The present invention relates to a digital image processing method suitable for halftone image representation based on an improved dither method in which tone or gradation is represented by changing the ratio of recording dots to non-recording dots in a unit area, the digital image processing method producing a halftone image with a high gradation and high resolution in which one dot is represented with a plurality of tone levels.
A digital image processing apparatus is designed to process image data in a digital form. For example, it is known that digital image data can be represented by the dot matrix method. In the dot matrix method, each dot is represented by only a few tone (gradation) levels. However, in order to record a high-quality image relating to photographs or pictures on a recording medium such as paper, a dot should be represented by a plurality of tone levels for each of the basic colors such as yellow (Y), magenta (M), cyan (C) and black (Bk).
In order to enable the above mentioned multilevel image representation, it has been proposed that a dot area, which has a fixed area and is composed of a plurality of dots, be defined as a unit area for the tone production process, and the tone representation be made by changing the number of recording dots and the number of non-recording dots contained in the unit area. Examples of this type of image representation are a tone production method employing a density pattern, and a dither method.
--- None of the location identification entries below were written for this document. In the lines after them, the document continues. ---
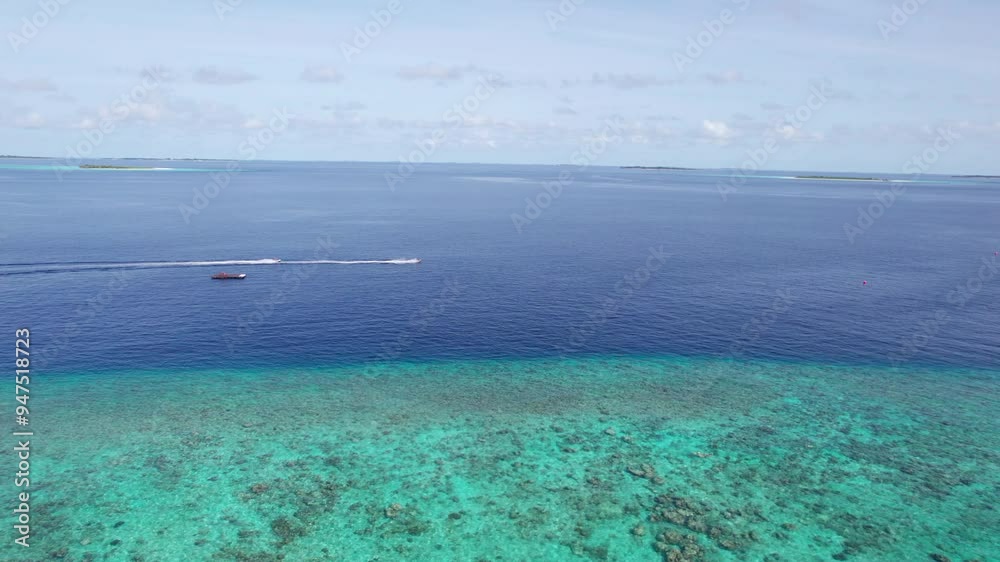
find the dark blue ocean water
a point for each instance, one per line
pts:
(766, 272)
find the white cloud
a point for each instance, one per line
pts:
(31, 120)
(717, 130)
(435, 72)
(220, 77)
(28, 85)
(321, 74)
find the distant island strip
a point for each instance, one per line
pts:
(110, 167)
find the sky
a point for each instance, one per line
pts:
(854, 85)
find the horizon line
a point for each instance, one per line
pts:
(647, 166)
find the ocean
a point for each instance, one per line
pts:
(585, 364)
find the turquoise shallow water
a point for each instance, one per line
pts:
(605, 458)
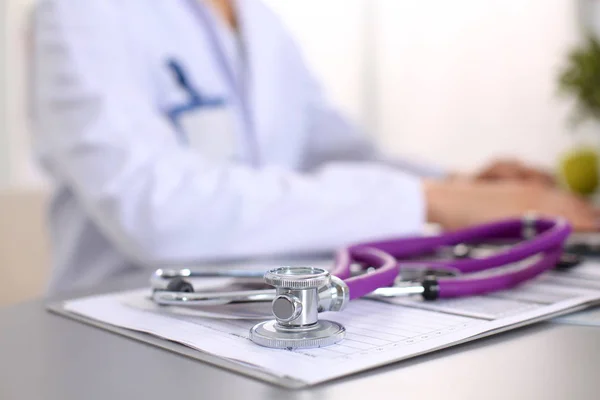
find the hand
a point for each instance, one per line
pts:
(503, 170)
(458, 204)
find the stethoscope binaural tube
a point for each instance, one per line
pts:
(544, 238)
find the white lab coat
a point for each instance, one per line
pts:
(295, 176)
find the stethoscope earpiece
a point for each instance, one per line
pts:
(180, 285)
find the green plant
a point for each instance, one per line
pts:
(581, 79)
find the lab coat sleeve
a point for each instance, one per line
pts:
(99, 133)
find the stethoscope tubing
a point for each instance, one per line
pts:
(383, 257)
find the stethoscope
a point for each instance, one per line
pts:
(377, 270)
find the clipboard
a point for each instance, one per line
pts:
(264, 375)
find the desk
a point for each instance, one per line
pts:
(44, 356)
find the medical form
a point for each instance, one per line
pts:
(378, 333)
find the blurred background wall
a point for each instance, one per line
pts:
(453, 82)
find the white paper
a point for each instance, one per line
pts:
(378, 333)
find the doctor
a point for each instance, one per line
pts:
(189, 130)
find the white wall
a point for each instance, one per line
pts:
(464, 80)
(333, 35)
(22, 170)
(4, 152)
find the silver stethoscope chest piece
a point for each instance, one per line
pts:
(301, 293)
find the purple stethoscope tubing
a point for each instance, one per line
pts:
(386, 257)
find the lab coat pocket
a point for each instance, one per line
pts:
(210, 131)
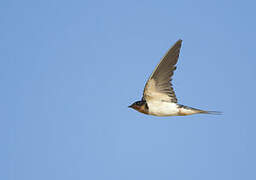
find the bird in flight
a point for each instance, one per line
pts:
(159, 98)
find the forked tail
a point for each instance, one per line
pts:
(186, 110)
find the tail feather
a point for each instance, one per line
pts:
(186, 110)
(211, 112)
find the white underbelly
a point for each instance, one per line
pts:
(160, 108)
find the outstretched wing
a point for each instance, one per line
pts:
(158, 86)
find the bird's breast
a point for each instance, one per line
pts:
(160, 108)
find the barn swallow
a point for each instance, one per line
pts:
(159, 98)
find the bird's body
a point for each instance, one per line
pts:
(159, 97)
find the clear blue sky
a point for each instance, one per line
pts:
(69, 69)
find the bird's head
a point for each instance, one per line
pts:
(140, 106)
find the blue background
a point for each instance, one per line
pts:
(69, 69)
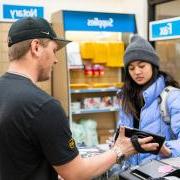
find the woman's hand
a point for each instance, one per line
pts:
(165, 151)
(127, 148)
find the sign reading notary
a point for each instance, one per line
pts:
(164, 29)
(13, 12)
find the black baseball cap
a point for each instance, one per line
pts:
(32, 28)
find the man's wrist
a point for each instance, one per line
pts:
(120, 156)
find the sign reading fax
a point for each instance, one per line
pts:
(164, 29)
(13, 12)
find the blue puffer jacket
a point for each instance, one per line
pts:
(151, 120)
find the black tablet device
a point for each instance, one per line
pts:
(129, 132)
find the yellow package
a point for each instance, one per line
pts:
(115, 54)
(86, 50)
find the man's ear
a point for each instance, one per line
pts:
(35, 47)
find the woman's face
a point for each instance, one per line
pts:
(140, 71)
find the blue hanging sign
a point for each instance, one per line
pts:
(164, 29)
(93, 21)
(14, 12)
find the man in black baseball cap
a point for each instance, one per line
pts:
(36, 142)
(31, 28)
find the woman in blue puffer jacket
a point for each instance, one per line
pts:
(139, 99)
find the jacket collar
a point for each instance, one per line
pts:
(153, 91)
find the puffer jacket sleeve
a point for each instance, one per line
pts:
(173, 105)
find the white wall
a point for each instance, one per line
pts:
(138, 7)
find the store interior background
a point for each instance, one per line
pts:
(168, 50)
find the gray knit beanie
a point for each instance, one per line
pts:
(140, 49)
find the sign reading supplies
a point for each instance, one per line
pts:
(164, 29)
(94, 21)
(14, 12)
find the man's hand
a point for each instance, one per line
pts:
(126, 147)
(165, 151)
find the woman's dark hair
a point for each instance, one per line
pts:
(131, 97)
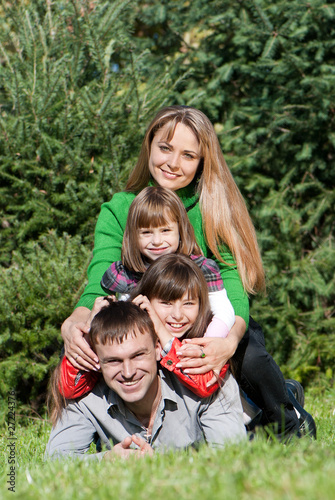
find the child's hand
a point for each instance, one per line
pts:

However, the conventional multilevel image representation has a disadvantage in that as the number of tone levels increases, the resolution is deteriorated. An increase in the number of tone levels is suitable for images of photographs, but, on the other hand, it is unsuitable for character images and line images when it is desired to reproduce images with a high resolution. Therefore, it is preferable to represent character and line images by using a bi-level signal.
In the conventional dither method, which of various dither matrix patterns is used is based on whether the tone representation or the resolution should be mainly considered. When great importance is attached to the number of tone levels (tone representation), a dot concentration pattern is used. On the other hand, when great importance is attached to the resolution, a dot scattering pattern is used.
An improved image processing method based on the above mentioned dither method has been proposed in order to provide an image processing method for increasing both the gradation and the resolution of an output image (see Japanese Patent Publication "Kokoku" Nos. 64-1992 and 1-31753). In the improved image processing method, the tone representation is made by changing the ratio of recording dots to non-recording dots contained in a unit area. However, the improved image processing method has a disadvantage in that although the line density of an output image is increased to give the image a higher resolution, the gradation thereof is deteriorated.
Due to recent developments in image processing technology of a laser printer, a tone representation of each pixel of an image made by an increased number of tone levels (e.g. 256 levels) has been realized. An improved image processing based on the recent laser printer technology mentioned above has been proposed. In order to represent a dot by a plurality of tone levels, in the improved image processing, the laser pulse width which is proportional to the amount of electrostatic charge on a photosensitive medium for printing a dot is modulated in accordance with image data relating to the dot (see Japanese Patent Publication "Kokoku" No. 3-59622). However, the proposed method mentioned above has a disadvantage in that although the resolution is increased by increasing the line density of the output image, the gradation thereof is deteriorated.
In a conventional image forming process, the tone representation relating to one dot which is made by an increased number of tone levels is somewhat unstable when a gradation characteristic varies. For example, FIGS. 4A and 4B show two gradation characteristics indicating the relationship between the input image level and the output image gradation. The gradation characteristic may vary depending on the temperature and humidity. A printed image based on the gradation characteristic shown in FIG. 4A is different from a printed image based on the gradation characteristic shown in FIG. 4B.
In addition, in a conventional image forming process, the quality of the output image is determined depending on the size of a dot being formed. For example, when a dot having a relatively large size is formed, a relatively large amount of toner is used to record the dot, so that the recorded dot will be clear and have a regular shape. When a dot having a relatively small size is formed, only a small amount of toner is used to record the dot, so that the recorded dot will be faded or have an irregular shape.
In addition, in a conventional printing technology, the screen angle of a dot image (mesh pattern) for each of the basic colors is changed by selecting one of various dither matrix patterns in the dither processing prior to the printing of an output image. In order to use various dither matrix patterns in the dither processing for the basic colors, it is necessary to store all the dither matrix patterns in a storage memory, thereby making the capacity needed for the memory to store the matrix patterns large.